The Top 7 Reasons to Invest Directly in Commercial Real Estate

Recent economic trends have investors searching for yield-generating opportunities as well as a means to further diversify their portfolios. Investing directly in commercial real estate is a way to achieve both goals, but it also provides a myriad of other benefits.

You can search the internet and find several long lists of reasons to invest in commercial real estate, but we have highlighted the seven reasons that we believe are especially compelling given the current economic climate.

1. Diversification

Commercial real estate investments have historically had a relatively low correlation with the stock market, which makes real estate a natural option for portfolio diversification. This low correlation is key as it protects your portfolio from significant loss due to a singular event. Additionally, in recessionary periods, stocks and bonds become increasingly correlated; holding investments in other asset classes helps increase your portfolio diversification in those times. While diversification does not guarantee there won’t be a loss, it is an important component to minimizing your total risk and achieving your long-term financial goals.

2. Income Stream

Investing in a stabilized real estate asset provides investors with steady, day-one rental income while also offering the potential for long-term capital appreciation. These rental income streams are commonly used to cover everyday living expenses for retirees or as supplemental income for those that have more volatile primary income streams. Others prefer to recycle the cash and invest it back into their portfolios. Because rental income is typically scheduled out in a lease, the cash flow generally has less volatility than other investment options.

3. Capital Preservation

Real assets such as office buildings have observable, tangible value. This value is determined primarily by the quality of the building, the location, and the credit of the tenants in place, and these factors are not volatile. Shares in a publicly traded company, on the other hand, can drastically change in value overnight due to a variety of micro and macroeconomic factors. That potential for volatility makes investments in real assets a much safer option for those whose primary concern is the preservation of capital.

4. Inflation Hedge

Property values and rent levels have historically increased with inflation.

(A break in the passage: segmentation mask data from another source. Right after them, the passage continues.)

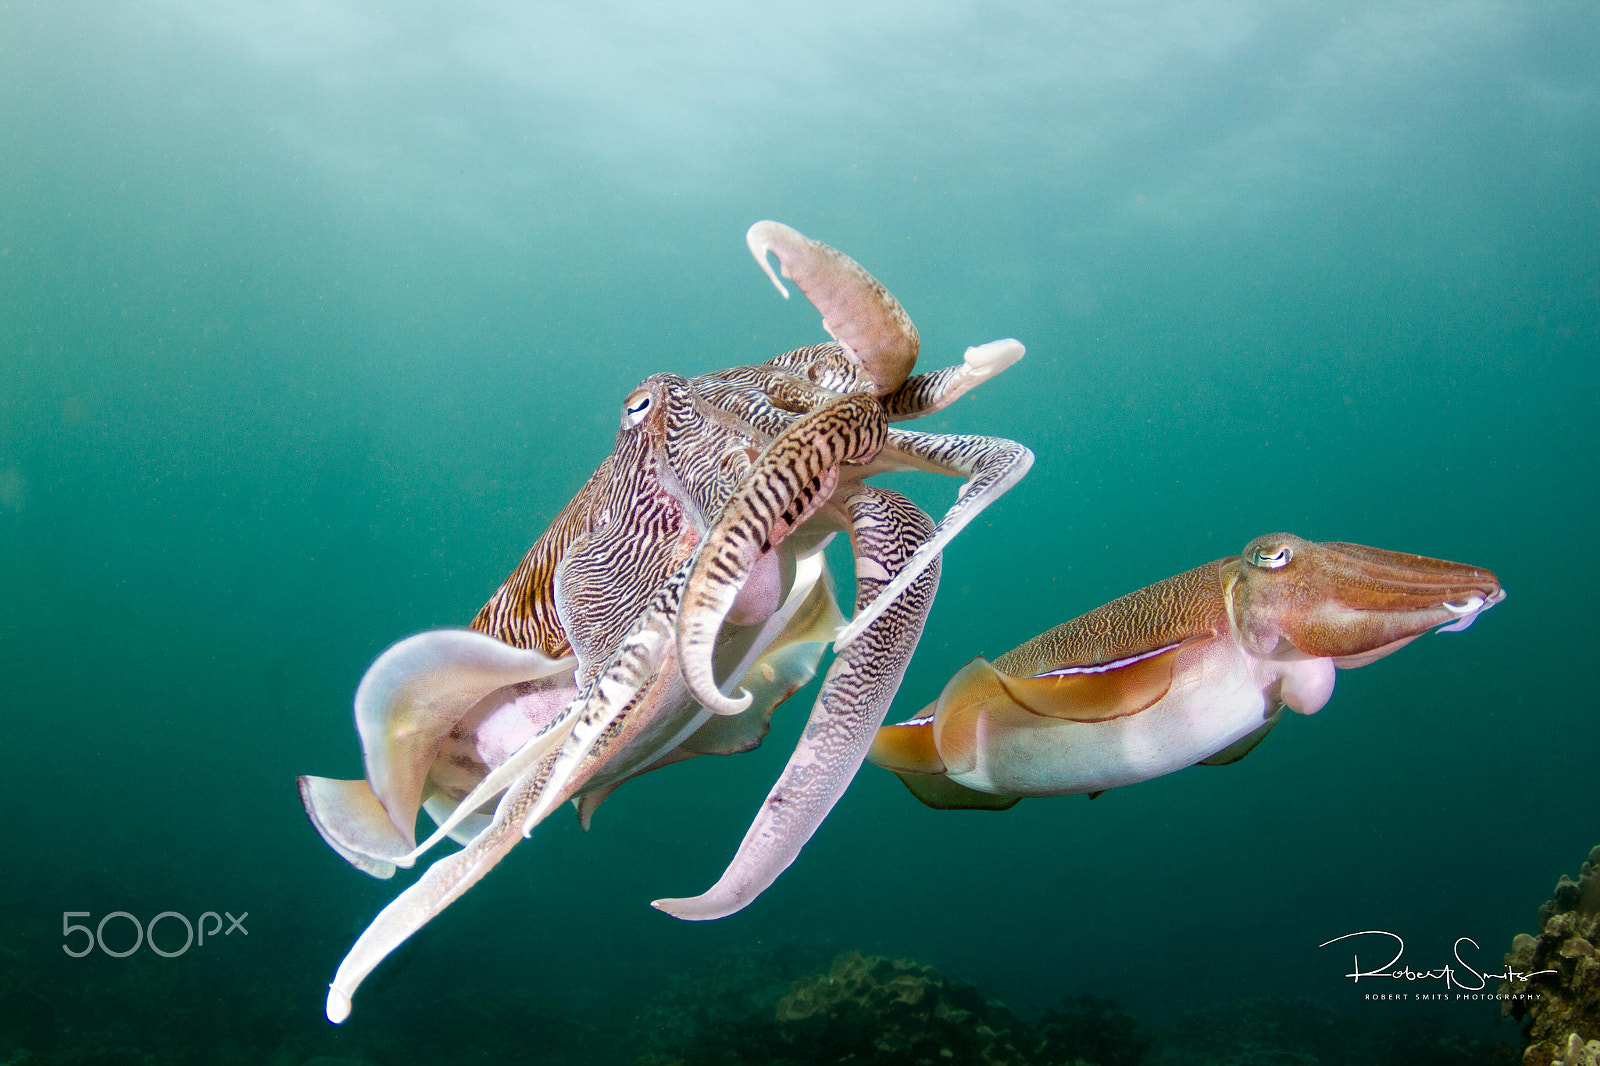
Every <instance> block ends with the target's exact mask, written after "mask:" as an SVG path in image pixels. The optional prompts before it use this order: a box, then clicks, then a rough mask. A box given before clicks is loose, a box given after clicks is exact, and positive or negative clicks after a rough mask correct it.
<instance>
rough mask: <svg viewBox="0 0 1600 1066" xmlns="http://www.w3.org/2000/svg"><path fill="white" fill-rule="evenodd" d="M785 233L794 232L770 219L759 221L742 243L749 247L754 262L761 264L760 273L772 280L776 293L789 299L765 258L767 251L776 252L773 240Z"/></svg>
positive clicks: (766, 258) (784, 298)
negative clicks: (764, 273)
mask: <svg viewBox="0 0 1600 1066" xmlns="http://www.w3.org/2000/svg"><path fill="white" fill-rule="evenodd" d="M786 232H794V230H790V229H789V227H787V226H784V224H782V222H773V221H771V219H766V221H760V222H757V224H755V226H752V227H750V229H749V230H747V232H746V234H744V243H746V245H749V248H750V254H752V256H755V261H757V262H760V264H762V271H765V272H766V277H770V279H771V280H773V285H776V287H778V291H779V293H781V295H782V298H784V299H789V290H787V288H786V287H784V283H782V282H781V280H778V272H776V271H773V264H771V261H770V259H768V258H766V253H768V251H774V250H776V243H774V238H779V237H784V235H786ZM778 266H782V259H781V258H779V261H778ZM787 274H789V272H787V271H784V275H786V277H787Z"/></svg>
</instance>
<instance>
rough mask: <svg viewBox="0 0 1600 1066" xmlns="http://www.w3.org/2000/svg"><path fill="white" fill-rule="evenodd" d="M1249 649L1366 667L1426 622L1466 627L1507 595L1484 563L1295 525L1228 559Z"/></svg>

Given that those two items are primary drivers of real estate returns, there’s a natural inflationary inflation hedge built into such investments. hedge built into almost any real estate investment.

5. Stronger Yield Potential

Investors searching for stable yield opportunities generally look to the bond market, which has generated an average return between 5% and 6% since 1926. In comparison, direct commercial real estate investments can achieve average yields as high as 13-14% while still providing many of the same benefits that bonds do.

6. Tax Advantages

Real estate has long been considered a tax-advantageous investment option. However, due to the recent Tax Cuts and Jobs Act, it has become more intriguing than ever before. If structured properly, investors can defer taxes on distributions and now also claim deductions such as enhanced bonus depreciation.

7. Potential for Capital Appreciation

The stock market is the most common place for investors to deploy their capital, largely due to the long-term growth prospects that stocks offer.?Commercial real estate investing, however, can offer similar growth potential (with a different set of underlying risk factors). For instance, by focusing on economic and demographic patterns, investors can acquire assets in locations that they believe will experience significant increases in demand or popularity, which drives up property values and leads to strong capital appreciation.